If your child has difficulty correctly saying the /sh/ sound, then try some of these speech therapy strategies. Remind your child that /sh/ is the sleeping baby sound. Most kids who have difficulty making this sound confuse it with the /s, /t/ or /d/ sounds. So, a child might say “soos,” “toos,” or “doos” instead of saying “shoes.” Tell your child to round his lips and make the quiet sound “shhhh.” To draw attention to this sound, be sure to hold the /sh/ sound for an extended period of time when you model words for your child. For example, say “I see a shhhhheep” or “Put on your shhhhhhoes.” This strategy will help your child to first hear and then learn how to correctly produce this speech sound.
Activities for /sh/
- Gather several favorite stuffed animals and have your child put them down for a nap using pillows and blankets. Have your child practice saying “shhhh” to remind people to be quiet while the babies are asleep.
- Make a /sh/ sound box. Collect items throughout the house that begin with the /sh/ sound and put them in a box (I bought a real mailbox from Home Depot to put the items in – and kids love this activity!). Suggested toys or pictures for your /sh/ sound box include: shoe, ship, shell, sugar, shampoo, sheriff, sheep, shamrock, shark, shirt, shorts, shapes, shepherd, shovel, Shrek. Search throughout your house collecting small toys, dollhouse items, play food, puzzle pieces, empty food boxes, magazine pictures, etc. Be creative! Any object that begins with the /sh/ sound can go into the sound box.
- Recite the nursery rhyme There Was an Old Woman Who Lived in a Shoe. Cut a very large shoe (shaped more like a boot) from butcher paper. Cut pictures of children from magazines. Recite the nursery rhyme several times being sure to have your child fill in the target word “shoe.” Have your child paint the shoe brown. When the paint is dry, have your child glue the pictures of the children on and around the shoe.
- Gather a basket full of shoes from different family members and invite your child to match them by pairs. Encourage your child to use phrases such as “daddy’s shoe, my shoe, blue shoe” etc. when sorting the shoes.
- Read books about shoes. Some suggested titles include: I Like Shoes by Candice Ransom and Shoes, Shoes, Shoes by Anne Schreiber.
- Make a chef’s hat out of white paper and allow your child to play chef for a day. Have him wear an apron and a nametag that says “Chef ________” (fill in child’s name).. Remember, even though the word chef starts with the letters “ch” it actually makes the “sh” sound.
- Gather different sea shells and invite your child to explore their textures, colors and sizes. Put the shells in a tub of sand along with some shovels. Now your child can dig for shells just like at the beach. Read books about shells. A couple of my favorites: Shells (Rookie Readers: Level B) by Betsy Franco and Seashells by the Seashore by Marianne Berkes.
- Watch the movie Shark Tale with your child. After the movie you can look at books about sharks.
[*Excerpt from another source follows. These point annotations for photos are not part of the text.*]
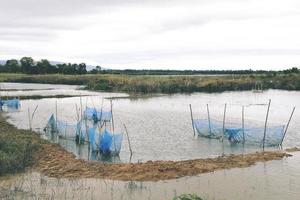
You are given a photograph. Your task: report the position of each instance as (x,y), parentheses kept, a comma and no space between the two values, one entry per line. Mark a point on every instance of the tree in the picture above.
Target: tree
(12,66)
(81,68)
(26,65)
(44,67)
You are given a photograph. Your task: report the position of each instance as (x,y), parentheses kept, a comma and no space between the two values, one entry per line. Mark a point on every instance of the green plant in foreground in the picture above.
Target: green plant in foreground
(187,197)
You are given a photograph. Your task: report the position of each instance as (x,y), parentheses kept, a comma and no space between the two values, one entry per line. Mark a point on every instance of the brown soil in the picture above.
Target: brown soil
(294,149)
(54,161)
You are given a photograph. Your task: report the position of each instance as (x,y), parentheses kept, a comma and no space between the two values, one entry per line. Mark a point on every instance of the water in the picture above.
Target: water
(160,129)
(274,180)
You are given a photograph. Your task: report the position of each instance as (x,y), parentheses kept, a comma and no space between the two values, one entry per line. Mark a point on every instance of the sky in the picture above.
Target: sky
(154,34)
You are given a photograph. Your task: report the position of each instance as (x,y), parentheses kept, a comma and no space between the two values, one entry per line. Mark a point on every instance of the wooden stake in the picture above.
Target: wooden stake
(243,123)
(224,116)
(192,119)
(112,117)
(113,124)
(56,116)
(29,123)
(287,126)
(81,112)
(208,117)
(128,140)
(265,130)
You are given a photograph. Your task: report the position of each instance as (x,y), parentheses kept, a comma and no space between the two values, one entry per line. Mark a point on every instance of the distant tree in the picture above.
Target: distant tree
(44,67)
(12,66)
(81,68)
(96,70)
(27,64)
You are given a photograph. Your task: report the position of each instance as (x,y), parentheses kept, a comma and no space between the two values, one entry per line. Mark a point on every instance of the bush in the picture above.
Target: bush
(16,149)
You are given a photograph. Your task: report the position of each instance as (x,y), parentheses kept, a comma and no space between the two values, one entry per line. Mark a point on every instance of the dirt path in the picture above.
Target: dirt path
(54,161)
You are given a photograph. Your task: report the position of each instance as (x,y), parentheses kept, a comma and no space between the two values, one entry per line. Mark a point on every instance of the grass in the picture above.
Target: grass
(17,148)
(187,197)
(164,84)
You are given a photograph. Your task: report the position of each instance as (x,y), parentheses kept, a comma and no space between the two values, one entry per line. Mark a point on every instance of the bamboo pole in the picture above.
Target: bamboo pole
(243,123)
(288,124)
(56,117)
(113,124)
(112,117)
(265,130)
(81,113)
(224,116)
(29,123)
(129,144)
(192,119)
(208,117)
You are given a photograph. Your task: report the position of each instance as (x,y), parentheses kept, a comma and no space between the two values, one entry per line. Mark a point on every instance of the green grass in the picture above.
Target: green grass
(17,148)
(164,84)
(187,197)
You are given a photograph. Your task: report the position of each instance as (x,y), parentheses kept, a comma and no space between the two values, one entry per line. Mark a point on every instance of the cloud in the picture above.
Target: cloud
(151,32)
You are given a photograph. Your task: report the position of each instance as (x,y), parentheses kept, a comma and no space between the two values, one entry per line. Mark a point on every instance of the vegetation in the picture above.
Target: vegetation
(17,148)
(165,84)
(27,65)
(187,197)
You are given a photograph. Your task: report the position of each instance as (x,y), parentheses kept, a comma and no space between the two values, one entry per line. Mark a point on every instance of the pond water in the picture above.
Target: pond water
(160,127)
(274,180)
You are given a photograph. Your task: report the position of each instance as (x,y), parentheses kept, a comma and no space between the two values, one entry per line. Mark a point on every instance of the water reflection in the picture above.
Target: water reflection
(270,180)
(160,127)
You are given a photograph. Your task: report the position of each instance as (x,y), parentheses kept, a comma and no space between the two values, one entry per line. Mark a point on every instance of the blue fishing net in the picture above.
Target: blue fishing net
(11,103)
(236,134)
(97,115)
(110,143)
(65,129)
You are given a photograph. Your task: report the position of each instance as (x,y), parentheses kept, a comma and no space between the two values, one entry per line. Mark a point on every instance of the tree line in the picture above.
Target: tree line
(28,65)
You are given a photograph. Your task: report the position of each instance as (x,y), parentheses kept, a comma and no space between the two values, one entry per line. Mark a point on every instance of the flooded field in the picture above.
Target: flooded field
(160,129)
(274,180)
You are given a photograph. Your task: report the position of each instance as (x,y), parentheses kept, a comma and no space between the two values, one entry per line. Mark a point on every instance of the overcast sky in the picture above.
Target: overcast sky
(148,34)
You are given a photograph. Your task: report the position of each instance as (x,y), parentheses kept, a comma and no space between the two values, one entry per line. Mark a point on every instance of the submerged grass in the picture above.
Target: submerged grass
(164,84)
(17,148)
(20,149)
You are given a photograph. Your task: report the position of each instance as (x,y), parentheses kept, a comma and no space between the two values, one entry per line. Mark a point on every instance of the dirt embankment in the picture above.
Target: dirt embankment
(54,161)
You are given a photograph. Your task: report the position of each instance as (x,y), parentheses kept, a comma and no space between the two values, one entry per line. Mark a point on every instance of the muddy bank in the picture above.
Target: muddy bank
(54,161)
Here are a few shark books: Smiley Shark by Ruth Galloway, The Shark Who Was Afraid of Everything! by Brian James and Shark in the Park by Phil Roxbee Cox. Offer shark-shaped fruit snacks for a special treat.
- Weather permitting, go outside and trace your child’s shadows with sidewalk chalk.
- Invite your child to be the family sheriff for a day. Make a sheriff’s badge by cutting a star out of of cardboard and covering it with tin foil. Write the word “sheriff” on the star with a permanent marker and attach it to your child’s shirt.
- Read the book Old Black Fly by Jim Aylesworth having your child repeat the verse “Shoo Fly Shoo Fly Shooo.”
- Eat crackers of different shapes for snack (Ritz crackers are circles, Saltines are squares, Triscuits are triangles, & Graham Crackers are rectangles. Talk to your child about the different shapes.
- Make a shape train with your child. Cut out 2 circles, 2 triangles, 1 square, and 1 rectangle from construction paper. Have your child arrange the shapes to make a train using the rectangle for the body of the train, the circles for the wheels, the square and one triangle for the front of the train and the other triangle for the roof on top of the rectangle.
- Recite the nursery rhymes Baa, Baa, Black Sheep and Little Bo Peep. Encourage your child to fill in the target word “sheep” whenever it occurs in each rhyme.
- Read books about sheep. Some suggested titles include: When Sheep Sleep by Laura Numeroff, Sheep in a Jeep by Nancy Shaw, and Some Sheep Can’t Sleep by Phil Roxbee Cox.
- Enjoy strawberry shortcake for dessert.
- Provide your child with a variety of different shoestrings. Help her line up the shoestrings from longest to shortest.
- Watch the movie Shrek with your child.